Marie Knot diz que é uma honra compartilhar momentos como este. Ela conta ter conhecido a ONG quando foi convidada por um paciente com câncer. O desejo dele era ver uma grande construção feita no porto de Roterdã.
Antes de ficar doente, ele conferia o progresso da obra toda semana mas, mas acabou sendo levado para conhecer toda a construção. A experiência foi tão boa que Knot escreveu para Veldboer se oferecendo para trabalhar na organização.
"Toda vez é especial. Você discute com seus colegas no caminho para casa e é sempre muito especial, não importa quão pequeno (é o desejo)", afirma Knot.
"Atendi uma senhora que só queria um copo de advocaat (um licor de ovo) em casa. O filho dela trouxe a garrafa, fomos até a casa dela, ela experimentou e nós voltamos. Este era o desejo dela."
"As pessoas perguntam se ficamos esgotados, se não é comovente demais sempre lidar com os últimos desejos. Sim, é, mas frequentemente as pessoas estão prontas para morrer, pois elas já foram tão longe. E é sempre bom dar a elas algo que realmente querem", diz.
Girafa
Em 2014, um dos desejos realizados pela ONG virou manchete no mundo todo.
Frans Lepelaar é um ex-policial que investigava fraudes e agora é motorista de uma das ambulâncias da organização. Ele e o colega, Olaf Exoo levaram Mario, um homem de 54 anos com dificuldades de aprendizado ao zoológico Diergaarde Blijdorp, em Roterdã, onde ele havia trabalhado durante 25 anos cuidando da manutenção.

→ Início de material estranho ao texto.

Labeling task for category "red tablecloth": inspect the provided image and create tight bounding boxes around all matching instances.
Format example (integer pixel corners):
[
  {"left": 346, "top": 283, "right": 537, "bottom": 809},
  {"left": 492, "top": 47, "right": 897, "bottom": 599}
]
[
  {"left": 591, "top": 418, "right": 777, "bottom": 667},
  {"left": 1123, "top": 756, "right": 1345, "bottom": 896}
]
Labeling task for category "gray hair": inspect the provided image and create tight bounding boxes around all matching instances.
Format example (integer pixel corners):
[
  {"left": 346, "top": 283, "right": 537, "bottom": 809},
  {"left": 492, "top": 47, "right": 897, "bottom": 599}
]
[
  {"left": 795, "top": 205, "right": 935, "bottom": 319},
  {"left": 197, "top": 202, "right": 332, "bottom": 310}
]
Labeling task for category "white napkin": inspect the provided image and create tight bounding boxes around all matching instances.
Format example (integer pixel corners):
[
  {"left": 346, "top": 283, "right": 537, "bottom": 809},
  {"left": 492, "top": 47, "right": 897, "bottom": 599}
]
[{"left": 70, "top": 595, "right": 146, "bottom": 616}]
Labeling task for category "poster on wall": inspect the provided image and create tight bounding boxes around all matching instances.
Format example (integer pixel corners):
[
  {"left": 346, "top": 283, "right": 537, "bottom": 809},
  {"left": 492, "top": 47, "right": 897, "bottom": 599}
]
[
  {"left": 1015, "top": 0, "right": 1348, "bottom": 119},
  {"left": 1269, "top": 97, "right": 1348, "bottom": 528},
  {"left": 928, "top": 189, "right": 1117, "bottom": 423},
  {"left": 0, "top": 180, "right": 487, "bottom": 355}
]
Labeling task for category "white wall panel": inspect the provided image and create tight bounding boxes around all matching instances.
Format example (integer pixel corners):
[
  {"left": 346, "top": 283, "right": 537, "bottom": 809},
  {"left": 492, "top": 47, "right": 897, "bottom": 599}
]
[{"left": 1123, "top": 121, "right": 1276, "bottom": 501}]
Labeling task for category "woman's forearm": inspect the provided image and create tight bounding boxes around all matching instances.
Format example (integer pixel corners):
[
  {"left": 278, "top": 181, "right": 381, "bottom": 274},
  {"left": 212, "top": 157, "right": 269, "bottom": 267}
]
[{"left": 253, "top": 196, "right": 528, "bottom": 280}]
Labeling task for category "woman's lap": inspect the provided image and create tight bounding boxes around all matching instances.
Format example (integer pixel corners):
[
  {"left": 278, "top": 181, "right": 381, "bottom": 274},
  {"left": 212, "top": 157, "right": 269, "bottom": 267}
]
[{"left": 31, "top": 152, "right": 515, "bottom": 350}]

No final do turno, Mario costumava visitar os animais. Lepelaar e Exoo decidiram, então, levar Mario para uma última visita.
Quando eles chegaram ao local onde ficavam as girafas, foram convidados a entrar. De repente, uma girafa se aproximou de Mario e deu uma lambida em seu rosto. Ele estava doente demais para falar, mas "podia ver sua alegria", diz Exoo, que registrou a foto do "beijo da girafa".
A imagem rodou o mundo.
Para Exoo, os pequenos desejos são os melhores.
"Aquelas coisas que para nós são normais, mas que ficaram impossíveis para estas pessoas", explica.
Vetos
Veldboer afirma que alguns médicos proibiam as ações da ONG mas, à medida que o trabalho se tornou mais conhecido, os vetos foram diminuindo. Agora, é mais comum o hospital ou o asilo fazer o pedido em nome do paciente.
"Havia uma senhora que queria ir ao casamento do neto. O asilo disse que não, mas ela estava desesperada então, no fim, eles nos ligaram. Nós a levamos e ela adorou. No caminho de volta ela disse 'vocês nem sabem como isto foi importante para mim'", disse. A senhora morreu naquela mesma noite.
Levando em conta a gravidade do estado de saúde dos pacientes, é talvez surpreendente que, entre os cerca de 7 mil já atendidos pela ONG, apenas seis morreram durante a realização do desejo.
Nesses casos, o papel dos que estão na ambulância é dar apoio à família e tomar as medidas necessárias em relação ao corpo. Segundo Veldboer, em todos os seis casos as famílias ficaram agradecidas pelo suporte da entidade.
Depois do enorme sucesso da organização na Holanda, Veldboer ajudou a estabelecer organizações parecidas em Israel ─ depois de levar uma mulher judia a Jerusalém, onde ela queria morrer ─ então na Bélgica, Alemanha e Suécia.